Conflicting data have also been published regarding the durability of different cartilage repair strategies. Although some groups have reported mid- and long-term survival rates of approximately 75% after MFx [30], others have observed that good short-term results are not maintained in the long-term [5]. This was the case in the recently reported RCT, comparing MFx to MFx associated to BST-CarGel [29]. These authors did not find a difference in the clinical scoring and no impairment of the WOMAC score was detected between one and five years. They suggested that when performed properly, MFx can effectively improve pain and function despite the widely reported clinical outcome expectancy of two to three years. However, in this RCT, the mean lesion area was of 2.08 to 2.4 cm2 in the MFx or MFx + BST-CarGel groups respectively. This small lesion size may explain the five years of stable results observed in the MFx group.

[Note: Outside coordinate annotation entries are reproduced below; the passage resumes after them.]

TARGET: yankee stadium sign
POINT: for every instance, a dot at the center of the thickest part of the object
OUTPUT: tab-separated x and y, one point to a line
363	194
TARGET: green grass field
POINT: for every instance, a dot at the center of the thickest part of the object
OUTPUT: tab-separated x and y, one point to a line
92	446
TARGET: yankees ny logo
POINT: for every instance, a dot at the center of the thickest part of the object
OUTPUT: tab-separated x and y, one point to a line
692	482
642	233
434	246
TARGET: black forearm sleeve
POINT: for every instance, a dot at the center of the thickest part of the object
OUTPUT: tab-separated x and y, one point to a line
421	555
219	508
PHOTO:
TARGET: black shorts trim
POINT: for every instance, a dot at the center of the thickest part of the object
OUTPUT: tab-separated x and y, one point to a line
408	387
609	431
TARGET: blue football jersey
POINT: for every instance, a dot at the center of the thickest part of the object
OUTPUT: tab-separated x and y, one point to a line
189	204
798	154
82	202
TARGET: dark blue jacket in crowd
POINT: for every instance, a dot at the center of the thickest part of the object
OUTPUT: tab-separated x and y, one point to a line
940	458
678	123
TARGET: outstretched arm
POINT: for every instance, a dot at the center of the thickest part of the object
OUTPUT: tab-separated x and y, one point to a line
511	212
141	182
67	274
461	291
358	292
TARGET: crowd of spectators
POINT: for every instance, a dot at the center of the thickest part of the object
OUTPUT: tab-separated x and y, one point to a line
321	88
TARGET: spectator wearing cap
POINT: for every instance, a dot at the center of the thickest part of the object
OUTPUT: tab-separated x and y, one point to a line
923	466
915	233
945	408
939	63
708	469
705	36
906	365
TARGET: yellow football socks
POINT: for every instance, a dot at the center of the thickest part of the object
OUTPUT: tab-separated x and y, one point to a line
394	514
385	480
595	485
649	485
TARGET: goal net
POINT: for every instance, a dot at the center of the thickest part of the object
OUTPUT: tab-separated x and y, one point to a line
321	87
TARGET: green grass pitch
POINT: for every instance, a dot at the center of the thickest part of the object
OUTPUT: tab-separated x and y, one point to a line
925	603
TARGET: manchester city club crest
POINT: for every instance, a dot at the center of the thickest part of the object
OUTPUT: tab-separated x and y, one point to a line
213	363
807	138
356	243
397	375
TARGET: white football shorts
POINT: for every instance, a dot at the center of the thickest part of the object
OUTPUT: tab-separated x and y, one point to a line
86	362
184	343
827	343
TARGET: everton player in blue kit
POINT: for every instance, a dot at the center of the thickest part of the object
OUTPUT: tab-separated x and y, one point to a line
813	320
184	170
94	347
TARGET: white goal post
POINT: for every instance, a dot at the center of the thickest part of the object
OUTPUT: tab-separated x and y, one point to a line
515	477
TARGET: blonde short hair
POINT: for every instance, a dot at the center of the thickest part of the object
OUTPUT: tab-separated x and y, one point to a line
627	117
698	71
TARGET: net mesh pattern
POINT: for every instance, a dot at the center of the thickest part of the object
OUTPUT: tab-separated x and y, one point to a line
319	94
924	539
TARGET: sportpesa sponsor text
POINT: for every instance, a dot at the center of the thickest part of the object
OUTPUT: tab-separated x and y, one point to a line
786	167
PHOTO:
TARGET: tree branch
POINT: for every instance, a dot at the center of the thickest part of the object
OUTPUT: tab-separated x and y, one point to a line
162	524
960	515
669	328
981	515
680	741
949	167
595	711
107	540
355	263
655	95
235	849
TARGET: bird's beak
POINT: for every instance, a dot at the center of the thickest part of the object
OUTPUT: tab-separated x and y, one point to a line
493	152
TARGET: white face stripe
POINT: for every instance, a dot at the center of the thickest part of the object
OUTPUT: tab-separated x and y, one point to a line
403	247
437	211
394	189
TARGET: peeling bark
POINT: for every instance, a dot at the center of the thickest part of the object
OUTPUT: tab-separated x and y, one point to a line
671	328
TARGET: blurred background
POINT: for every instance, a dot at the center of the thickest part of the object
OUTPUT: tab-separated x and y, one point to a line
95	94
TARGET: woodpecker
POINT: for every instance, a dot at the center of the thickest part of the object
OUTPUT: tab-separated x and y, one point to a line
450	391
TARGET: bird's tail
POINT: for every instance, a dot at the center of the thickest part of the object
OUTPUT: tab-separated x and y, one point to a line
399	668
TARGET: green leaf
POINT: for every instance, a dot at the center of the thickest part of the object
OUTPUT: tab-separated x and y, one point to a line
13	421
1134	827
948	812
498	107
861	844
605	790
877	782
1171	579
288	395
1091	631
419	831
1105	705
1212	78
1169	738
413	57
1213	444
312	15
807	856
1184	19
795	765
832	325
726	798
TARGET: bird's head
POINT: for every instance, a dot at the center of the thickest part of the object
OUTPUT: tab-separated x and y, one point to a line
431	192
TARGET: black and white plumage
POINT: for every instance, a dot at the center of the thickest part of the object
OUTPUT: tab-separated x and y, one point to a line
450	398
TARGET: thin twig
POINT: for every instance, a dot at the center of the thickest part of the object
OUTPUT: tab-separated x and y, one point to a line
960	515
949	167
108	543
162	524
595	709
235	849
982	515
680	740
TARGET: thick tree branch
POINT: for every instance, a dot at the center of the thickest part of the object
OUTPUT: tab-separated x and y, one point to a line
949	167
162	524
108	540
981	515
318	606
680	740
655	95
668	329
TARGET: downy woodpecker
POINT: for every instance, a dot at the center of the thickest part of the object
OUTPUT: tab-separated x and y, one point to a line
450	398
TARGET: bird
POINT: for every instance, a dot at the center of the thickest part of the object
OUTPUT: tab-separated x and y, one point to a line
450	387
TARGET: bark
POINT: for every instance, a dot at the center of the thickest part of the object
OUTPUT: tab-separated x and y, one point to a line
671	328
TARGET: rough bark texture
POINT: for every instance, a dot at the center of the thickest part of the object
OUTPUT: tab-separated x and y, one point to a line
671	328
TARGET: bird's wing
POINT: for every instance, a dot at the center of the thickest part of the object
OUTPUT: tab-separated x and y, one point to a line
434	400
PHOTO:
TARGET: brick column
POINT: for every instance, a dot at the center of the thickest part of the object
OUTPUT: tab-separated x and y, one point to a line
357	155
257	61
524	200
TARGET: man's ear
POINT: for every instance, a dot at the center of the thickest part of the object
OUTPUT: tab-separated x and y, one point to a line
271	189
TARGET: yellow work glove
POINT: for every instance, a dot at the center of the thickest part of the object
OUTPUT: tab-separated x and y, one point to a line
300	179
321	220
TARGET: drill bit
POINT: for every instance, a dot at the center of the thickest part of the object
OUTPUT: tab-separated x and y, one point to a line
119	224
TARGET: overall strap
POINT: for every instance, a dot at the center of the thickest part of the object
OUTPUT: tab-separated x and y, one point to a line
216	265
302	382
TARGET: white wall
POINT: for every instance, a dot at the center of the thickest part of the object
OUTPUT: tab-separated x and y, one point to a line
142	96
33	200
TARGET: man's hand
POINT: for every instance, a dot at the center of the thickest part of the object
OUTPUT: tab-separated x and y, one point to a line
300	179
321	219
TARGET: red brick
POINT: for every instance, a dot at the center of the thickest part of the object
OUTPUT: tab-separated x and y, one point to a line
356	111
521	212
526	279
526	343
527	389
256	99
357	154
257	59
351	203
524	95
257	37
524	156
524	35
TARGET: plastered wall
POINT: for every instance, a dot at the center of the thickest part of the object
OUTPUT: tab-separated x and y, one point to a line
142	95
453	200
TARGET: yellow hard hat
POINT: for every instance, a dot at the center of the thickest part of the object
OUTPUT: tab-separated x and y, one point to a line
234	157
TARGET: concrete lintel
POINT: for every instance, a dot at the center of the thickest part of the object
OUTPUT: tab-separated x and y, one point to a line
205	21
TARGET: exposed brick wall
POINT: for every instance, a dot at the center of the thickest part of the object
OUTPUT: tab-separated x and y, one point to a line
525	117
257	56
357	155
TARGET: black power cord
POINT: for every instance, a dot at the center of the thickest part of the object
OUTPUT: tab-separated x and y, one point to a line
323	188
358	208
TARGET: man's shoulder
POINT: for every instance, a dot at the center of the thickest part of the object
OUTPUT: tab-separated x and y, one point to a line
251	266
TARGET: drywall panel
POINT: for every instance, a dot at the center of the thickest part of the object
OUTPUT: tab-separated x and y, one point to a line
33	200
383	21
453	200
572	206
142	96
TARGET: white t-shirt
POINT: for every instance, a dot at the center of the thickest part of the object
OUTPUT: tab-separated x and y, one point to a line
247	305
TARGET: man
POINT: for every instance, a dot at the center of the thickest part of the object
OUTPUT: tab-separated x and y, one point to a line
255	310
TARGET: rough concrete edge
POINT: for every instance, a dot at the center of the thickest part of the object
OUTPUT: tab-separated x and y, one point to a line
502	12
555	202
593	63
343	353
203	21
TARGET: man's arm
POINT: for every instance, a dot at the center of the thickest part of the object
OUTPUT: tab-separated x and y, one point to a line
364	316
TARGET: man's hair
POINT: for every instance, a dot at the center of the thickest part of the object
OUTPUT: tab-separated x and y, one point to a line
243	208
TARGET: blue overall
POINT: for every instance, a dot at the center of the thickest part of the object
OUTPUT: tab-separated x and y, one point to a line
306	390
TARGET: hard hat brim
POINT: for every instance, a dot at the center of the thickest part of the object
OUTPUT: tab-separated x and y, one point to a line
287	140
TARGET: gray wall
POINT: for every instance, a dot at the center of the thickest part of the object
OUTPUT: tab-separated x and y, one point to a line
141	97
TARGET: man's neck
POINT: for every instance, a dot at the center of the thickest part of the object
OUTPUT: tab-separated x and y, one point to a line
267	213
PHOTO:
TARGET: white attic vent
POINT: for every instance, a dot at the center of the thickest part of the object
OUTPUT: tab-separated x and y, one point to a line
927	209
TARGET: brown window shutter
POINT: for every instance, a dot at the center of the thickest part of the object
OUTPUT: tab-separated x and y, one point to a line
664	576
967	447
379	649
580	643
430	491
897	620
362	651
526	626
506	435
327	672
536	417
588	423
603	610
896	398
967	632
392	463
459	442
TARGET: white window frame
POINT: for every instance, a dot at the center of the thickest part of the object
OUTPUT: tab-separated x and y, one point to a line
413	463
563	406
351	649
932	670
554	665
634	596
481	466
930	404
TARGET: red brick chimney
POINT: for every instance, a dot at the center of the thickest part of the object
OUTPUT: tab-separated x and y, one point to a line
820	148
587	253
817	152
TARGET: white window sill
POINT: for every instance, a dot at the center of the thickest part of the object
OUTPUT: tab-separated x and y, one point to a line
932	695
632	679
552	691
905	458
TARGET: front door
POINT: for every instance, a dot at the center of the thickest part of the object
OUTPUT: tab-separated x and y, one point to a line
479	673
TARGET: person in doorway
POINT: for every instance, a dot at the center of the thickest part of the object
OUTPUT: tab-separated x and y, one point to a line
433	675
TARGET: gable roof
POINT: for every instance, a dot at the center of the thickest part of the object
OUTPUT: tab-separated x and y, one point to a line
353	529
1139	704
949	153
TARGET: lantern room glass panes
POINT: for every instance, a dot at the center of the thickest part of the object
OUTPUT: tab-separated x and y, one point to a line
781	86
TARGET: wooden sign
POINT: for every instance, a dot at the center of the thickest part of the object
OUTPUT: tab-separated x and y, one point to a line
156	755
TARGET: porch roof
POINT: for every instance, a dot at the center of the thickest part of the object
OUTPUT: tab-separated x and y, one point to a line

To the best of our knowledge, to date, no randomized controlled studies have been published comparing AMIC® with other cartilage repair procedures. Data from our RCT confirm the general consensus of a progressive decrease of the microfracture benefit after two years. This finding is reflected in the literature, particularly when the lesion size was larger than 2 cm2 [6, 31, 32]. Our mean lesion size was 3.6 ± 1.6 cm2 representing mid-sized lesions and our findings in the MFx group can clearly prove progressive degradation after two years. No treatment-related adverse events were reported. Conversely, we can confirm that all clinical variables remained stable at least five years following surgery independent of which AMIC® procedure was used. Both modes of Chondro-Gide® fixation resulted in similar short-term and mid-term beneficial clinical outcomes.

As a conclusion, AMIC® is an effective cartilage repair procedure in the knee resulting in stable clinical results significantly better than the MFx group at five years.